First and foremost, congratulations to Joanna Clark of Wells Fargo for joining the prestigious gay and lesbian Center Board! The Center is a shortcut for the San Diego LGBT Community Center, an organization started in 1971 in a closet (literally) when Jess Jessop opened a help line to assist the LGBT community. The "Center" was officially incorporated as a 501c3 in 1973, the year when the American Psychiatric Association declassified homosexuality as a mental disorder.  Today, the Center is the nation’s second oldest (LA being the first) and third largest LGBT Community Center. The Center has made a huge difference in the lives of tens of thousands of people. Its 800 volunteers, its staff (40 full-time employees) and its 20 board members provide more than 50,000 service hours each year to a very diverse community.


Joanna embodies diversity four-fold
The daughter of a Mexican mother, she is a proud woman, a proud Latina, a proud self-identified lesbian, and the proud second mother of her partner's daughter. To top it all, she is a very successful professional. After a 15-year career at AT&T in various roles within its Talent Acquisition organization, she joined Wells Fargo in 2011 where she is currently VP, Recruiting Leader for Community Bank's Western Mountain Region and Shared Services. 

Attending a Diverse Leaders Program
Some companies only pay lip service to diversity. It's clearly not the case of Wells Fargo who nominated Joanna to attend the Diverse Leaders Program very shortly after she joined.  At the time, she wrote a beautiful post on my blog on the reasons why she was selected: "I was not selected as a woman who has been climbing the proverbial ladder in a heavily female recruiting profession led predominantly by men, nor because my mother, who was born in Mexico, immigrated here as a child in search for the American Dream for her family.  I was selected for neither of these reasons although they would both be true.  I was selected instead as a self-identified lesbian and a high potential leader to be given additional training to improve my skills as a manager and leader for the betterment of myself, my team members, my customers and our local communities.  I admit, upon learning about my selection, I could not imagine what my 'gayness' could possibly have to do with my leadership skills, but I intended to find out."

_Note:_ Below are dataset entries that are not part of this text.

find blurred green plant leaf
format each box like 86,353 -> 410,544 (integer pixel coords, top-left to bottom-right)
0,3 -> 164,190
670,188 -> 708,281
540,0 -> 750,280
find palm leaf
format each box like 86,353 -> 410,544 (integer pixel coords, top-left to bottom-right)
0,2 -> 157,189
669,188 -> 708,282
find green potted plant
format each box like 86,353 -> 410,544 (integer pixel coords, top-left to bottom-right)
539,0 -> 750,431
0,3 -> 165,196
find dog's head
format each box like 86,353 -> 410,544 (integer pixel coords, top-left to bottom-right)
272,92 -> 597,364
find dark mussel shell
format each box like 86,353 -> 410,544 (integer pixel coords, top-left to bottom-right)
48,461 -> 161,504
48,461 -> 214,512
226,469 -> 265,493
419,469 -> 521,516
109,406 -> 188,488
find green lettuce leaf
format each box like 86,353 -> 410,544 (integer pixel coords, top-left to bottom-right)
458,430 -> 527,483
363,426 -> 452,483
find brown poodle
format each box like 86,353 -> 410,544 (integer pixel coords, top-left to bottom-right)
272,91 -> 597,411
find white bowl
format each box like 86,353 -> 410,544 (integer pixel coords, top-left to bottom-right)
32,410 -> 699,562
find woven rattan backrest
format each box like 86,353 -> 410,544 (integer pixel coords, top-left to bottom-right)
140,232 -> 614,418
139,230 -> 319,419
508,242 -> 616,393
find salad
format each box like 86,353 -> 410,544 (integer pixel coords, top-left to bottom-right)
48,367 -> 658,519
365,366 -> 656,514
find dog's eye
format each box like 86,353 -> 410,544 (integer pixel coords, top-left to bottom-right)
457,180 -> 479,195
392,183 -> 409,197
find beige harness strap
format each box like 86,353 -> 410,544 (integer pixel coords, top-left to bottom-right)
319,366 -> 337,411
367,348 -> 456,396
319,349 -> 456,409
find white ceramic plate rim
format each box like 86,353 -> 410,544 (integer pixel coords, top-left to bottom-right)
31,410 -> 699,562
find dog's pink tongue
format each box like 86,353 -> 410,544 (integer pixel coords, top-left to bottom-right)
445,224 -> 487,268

From diversity to inclusion
Joanna found out that the purpose of companies with serious diversity programs is to not to simply be diverse or add diversity as a legal or marketing check box.  It's more specifically to foster a feeling of real inclusiveness in the hearts and minds of the "diverse" people whom you hire. Joanna's experience in this Diverse Leaders Program held in a room full of accomplished bankers, activists, community leaders was a real eye opener for her.  "We had openly talked about how we all felt driven to succeed so no one could say that if we failed it was because of our 'gayness'… Yet in preparing my last word was when I finally found the answer to my question, 'what does my gayness have to do with my leadership style?'  The answer was ultimately 'nothing'…  My 'gayness' was not the point when dealing with who I am as a leader, manager or team member at Wells Fargo.  Instead, what I found was that this program was something entirely different.  Instead it was about inclusion, real inclusion." 

Bottom line
Joanna admits that until then she thought that the word "inclusion" was part of the corporate jargon.  "I had never really never understood it," she says.  "I have always understood why having a mix of different people in a workforce would be good to mirror the communities we worked in but to be truly included, I mean every part of me being included by a company, for the first time, was something I did not expect nor could I anticipate the impact."

Joanna, what advice would you give to recruiters?
"As recruiters we are the foundation builders of diversity for our companies.  We have the ability to impact diversity by building relationships and looking for the best talent with the knowledge that diversity of thought and background builds the strongest team.”